So late last week, I received a call from Towerstream, the new broadband provider for our workplace. So what, you say? Well, we didn’t realize we’d left Sparkplug Communications. We certainly hadn’t requested it… yet… as our contract is not up until July. It turns out that Sparkplug has divested their holdings in the Chicago and Nashville markets. Friday’s call from Towerstream, the company that acquired those holdings, was the first notification we received. Neither I, nor our office manager, as the primary/technical and billing contacts, had received so much as a phone call, email, or voice mail from Sparkplug.
Our broadband service itself has been operational throughout, and connectivity has been consistent. So I supposed this could have been a lot worse.
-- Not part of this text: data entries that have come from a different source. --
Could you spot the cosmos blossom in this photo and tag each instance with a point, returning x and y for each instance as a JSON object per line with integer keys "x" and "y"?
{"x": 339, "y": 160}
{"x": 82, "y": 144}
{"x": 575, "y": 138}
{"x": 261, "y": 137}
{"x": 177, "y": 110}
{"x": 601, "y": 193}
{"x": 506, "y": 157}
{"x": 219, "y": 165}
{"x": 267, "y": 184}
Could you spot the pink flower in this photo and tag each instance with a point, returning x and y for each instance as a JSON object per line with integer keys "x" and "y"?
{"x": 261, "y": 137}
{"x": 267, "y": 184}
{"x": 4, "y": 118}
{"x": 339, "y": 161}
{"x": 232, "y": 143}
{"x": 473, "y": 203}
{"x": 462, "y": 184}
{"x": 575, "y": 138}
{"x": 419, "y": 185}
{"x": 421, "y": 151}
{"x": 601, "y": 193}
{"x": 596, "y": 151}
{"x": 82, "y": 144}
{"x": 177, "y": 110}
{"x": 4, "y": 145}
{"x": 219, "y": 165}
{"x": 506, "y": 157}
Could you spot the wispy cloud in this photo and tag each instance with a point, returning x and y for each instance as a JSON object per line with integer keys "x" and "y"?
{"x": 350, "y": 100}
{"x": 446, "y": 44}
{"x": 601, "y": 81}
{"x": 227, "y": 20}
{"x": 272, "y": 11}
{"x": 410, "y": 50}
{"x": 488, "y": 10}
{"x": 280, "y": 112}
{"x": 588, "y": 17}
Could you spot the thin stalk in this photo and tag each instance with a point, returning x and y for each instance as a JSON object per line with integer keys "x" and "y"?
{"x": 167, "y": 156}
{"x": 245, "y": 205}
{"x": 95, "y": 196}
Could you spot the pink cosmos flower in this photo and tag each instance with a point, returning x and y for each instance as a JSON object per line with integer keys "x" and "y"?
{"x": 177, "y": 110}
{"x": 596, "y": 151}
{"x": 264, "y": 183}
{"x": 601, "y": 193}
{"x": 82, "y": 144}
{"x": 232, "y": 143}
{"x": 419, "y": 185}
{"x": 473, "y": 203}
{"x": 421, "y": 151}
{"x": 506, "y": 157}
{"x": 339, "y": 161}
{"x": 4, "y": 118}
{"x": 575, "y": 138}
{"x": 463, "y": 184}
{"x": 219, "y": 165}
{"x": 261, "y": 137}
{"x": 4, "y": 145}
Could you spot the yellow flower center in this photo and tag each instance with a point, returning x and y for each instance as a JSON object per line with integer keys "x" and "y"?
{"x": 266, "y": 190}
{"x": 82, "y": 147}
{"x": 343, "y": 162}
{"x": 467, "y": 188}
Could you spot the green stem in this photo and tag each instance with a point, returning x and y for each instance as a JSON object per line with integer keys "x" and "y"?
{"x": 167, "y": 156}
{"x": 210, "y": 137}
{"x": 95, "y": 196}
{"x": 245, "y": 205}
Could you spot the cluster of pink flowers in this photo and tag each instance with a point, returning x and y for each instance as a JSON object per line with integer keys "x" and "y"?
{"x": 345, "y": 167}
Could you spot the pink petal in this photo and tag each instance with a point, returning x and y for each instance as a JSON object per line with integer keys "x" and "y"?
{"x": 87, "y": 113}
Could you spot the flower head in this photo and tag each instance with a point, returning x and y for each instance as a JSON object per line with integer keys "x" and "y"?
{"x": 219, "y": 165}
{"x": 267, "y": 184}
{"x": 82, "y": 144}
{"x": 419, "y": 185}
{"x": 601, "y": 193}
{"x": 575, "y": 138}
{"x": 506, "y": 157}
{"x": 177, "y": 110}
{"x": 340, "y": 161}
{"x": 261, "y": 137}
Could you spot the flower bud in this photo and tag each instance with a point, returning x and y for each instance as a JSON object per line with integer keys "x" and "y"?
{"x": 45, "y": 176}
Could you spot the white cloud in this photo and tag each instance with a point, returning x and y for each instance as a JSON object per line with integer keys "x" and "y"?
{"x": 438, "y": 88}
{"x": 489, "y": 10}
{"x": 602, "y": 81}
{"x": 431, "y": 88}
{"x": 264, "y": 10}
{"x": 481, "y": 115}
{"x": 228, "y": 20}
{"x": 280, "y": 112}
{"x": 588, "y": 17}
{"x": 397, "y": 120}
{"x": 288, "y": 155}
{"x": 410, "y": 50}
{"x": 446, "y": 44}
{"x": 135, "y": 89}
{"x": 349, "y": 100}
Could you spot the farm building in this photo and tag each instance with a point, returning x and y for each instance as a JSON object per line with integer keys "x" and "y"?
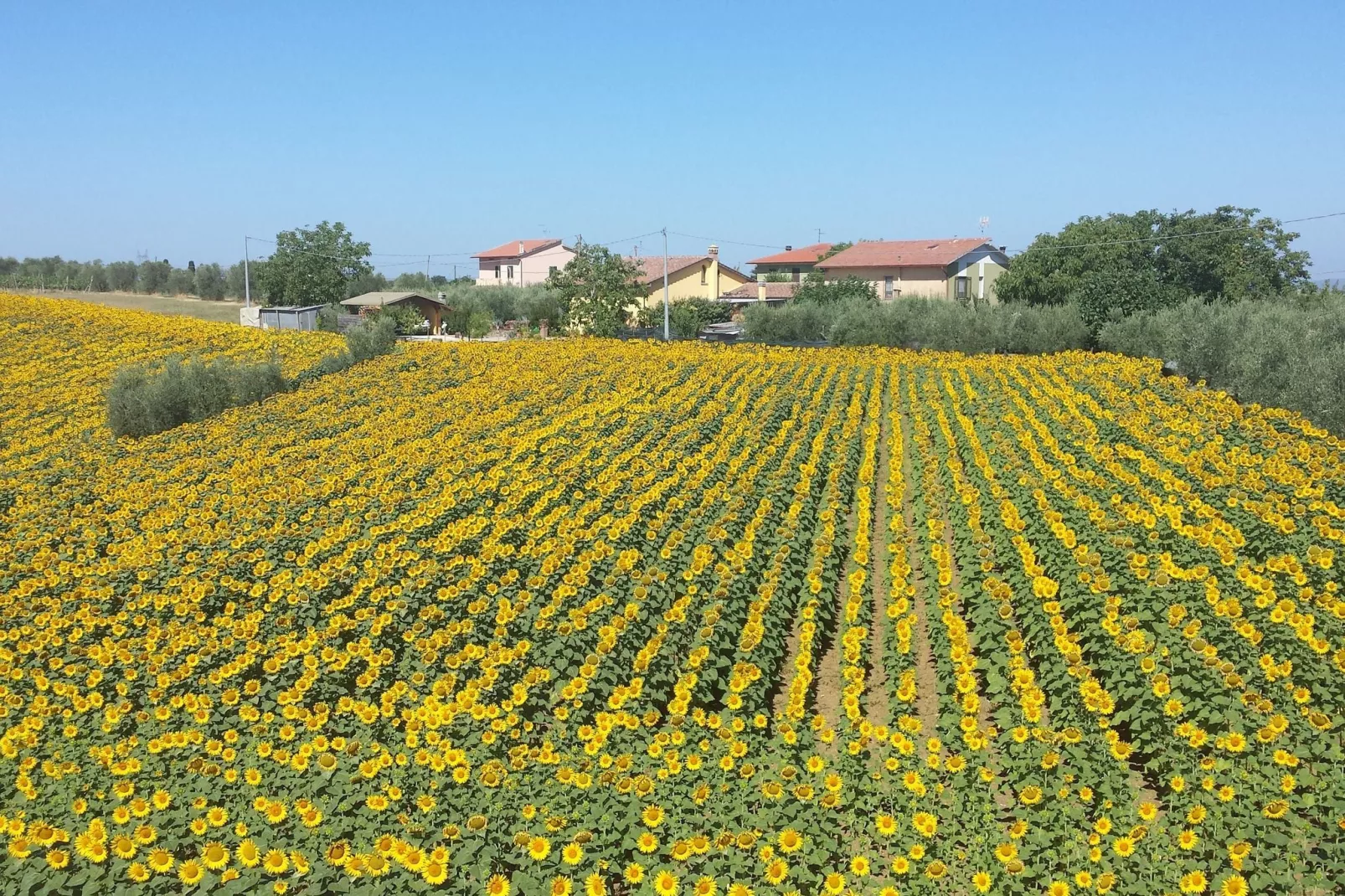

There are enough unhappy stories out there about service providers of all types simply disappearing without warning as they became victims of the economy. We may not have received any warning, but nothing disappeared either. The woman from Towerstream who called us acted genuinely sorry at my dismay and disbelief at being notified after the sale.
There was a press release posted last month on Sparkplug’s website announcing the sale. I never saw it because this company does not do web-based trouble tickets, and there normally would be no other reason that I’d visit their website.
How hard would it have been to email that press release to affected clients, along with someone to contact with questions? How is it that anyone could think that this is an appropriate way to communicate with your clients? Yes, we are a small client with a single office and one of the less expensive service plans, but this was still not right.